Am Ravensburger Bahnhof sind mit der Installation innovativer „Radrinnen“ die Voraussetzungen für eine nachhaltigere und barriereärmere Fahrradnutzung geschaffen worden. Radfahrende profitieren künftig von deutlich einfacheren Wegen zu den Bahnsteigen, die nicht mehr zwingend auf die Aufzüge angewiesen sind. Besonders für Nutzer schwerer E-Bikes stellt dies eine spürbare Erleichterung im Pendleralltag dar.
Innovative Radrinnen im Pilotprojekt
Im Rahmen eines Pilotprojekts wurden drei Fahrradschieber aus robustem Edelstahlblech mit rutschfestem Gummibelag an den Treppen des Bahnhofs angebracht. Diese sogenannten Radrinnen verringern den Rollwiderstand und ermöglichen ein müheloses Schieben, unabhängig vom Gewicht des Fahrrads.
Das System wurde gezielt am Ravensburger Bahnhof installiert, da dort bereits zahlreiche Modernisierungsmaßnahmen wie neue Sitzbänke, Vitrinen und ein optimiertes Wegeleitsystem umgesetzt wurden. Der Standort eignet sich besonders gut, um die Praxistauglichkeit der Radrinnen erstmals in Deutschland zu erproben.

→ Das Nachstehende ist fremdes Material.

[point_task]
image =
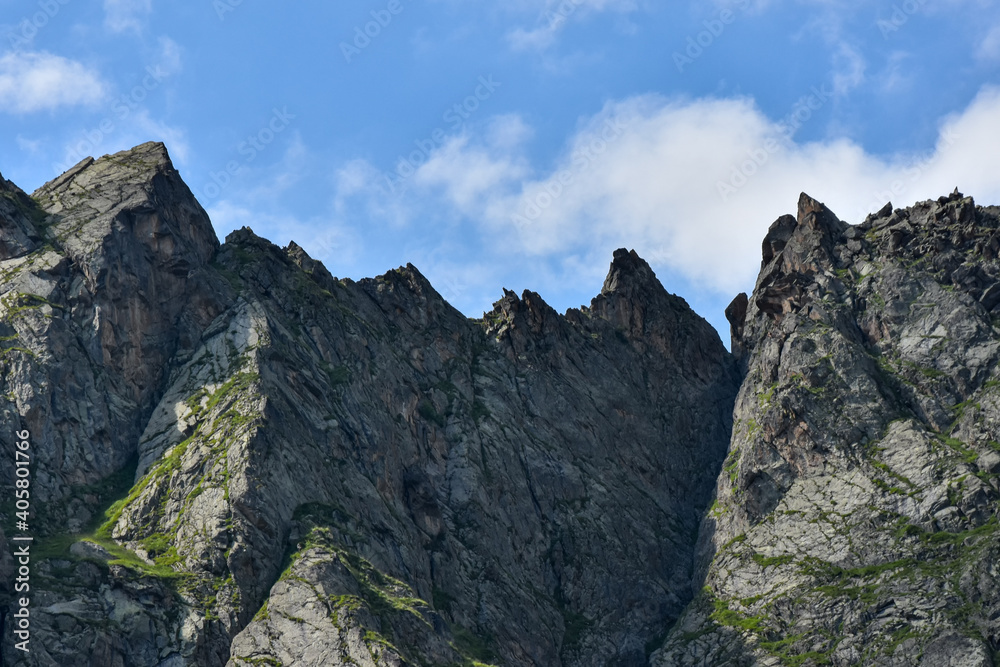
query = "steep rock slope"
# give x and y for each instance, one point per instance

Mehr Komfort für Pendler und Reisende
Die Nutzung der Unterführung am Bahnhof ist künftig komfortabler: Größere Fahrradgruppen können zügig und barrierearm zum Bahnsteig gelangen. Die Aufzüge stehen damit prioritär Menschen mit Mobilitätseinschränkungen, Familien oder Reisenden mit schwerem Gepäck zur Verfügung.
Von der verbesserten Radinfrastruktur profitiert auch der Schussenpark, der Ende September eröffnet wird, da Radfahrende nun schnell und unkompliziert vom Bahnhof ins Naherholungsgebiet gelangen. Dies stärkt die nachhaltige Mobilität in Ravensburg.
Neue Abstellmöglichkeiten für Fahrräder
Im Zuge des Projekts wurde auch das Bike-&-Ride-Angebot erweitert. Nach dem Teilabriss eines Nebengebäudes auf der Ostseite des Bahnhofs sind rund 80 neue Fahrradabstellplätze entstanden. Besonders hervorzuheben ist der Einsatz von Recyclingmaterial: Die Hälfte der Halterungen stammt aus vorherigen Anlagen, was die ökologische Bilanz weiter verbessert.
Die Maßnahmen sind Ergebnis einer langjährigen Zusammenarbeit zwischen der Deutschen Bahn und der Stadt Ravensburg. Sie erleichtern nicht nur den Alltag der Pendler, sondern fördern auch den Umstieg auf das Fahrrad – ein wichtiger Schritt in Richtung klimafreundlicher Mobilität.
Gemeinsames Engagement als Erfolgsfaktor
Über die Verwirklichung des Pilotprojekts "Innovative Radrinnen" am Ravensburger Bahnhof freuen sich Uwe Bohner (Baukoordinator, ÖPNV), Andreja Beil (Bahnhofsmanagement Friedrichshafen, DB Infrago AG Personenbahnhöfe) sowie Catherine Schupp (Leiterin Verkehrsplanung der Stadt Ravensburg).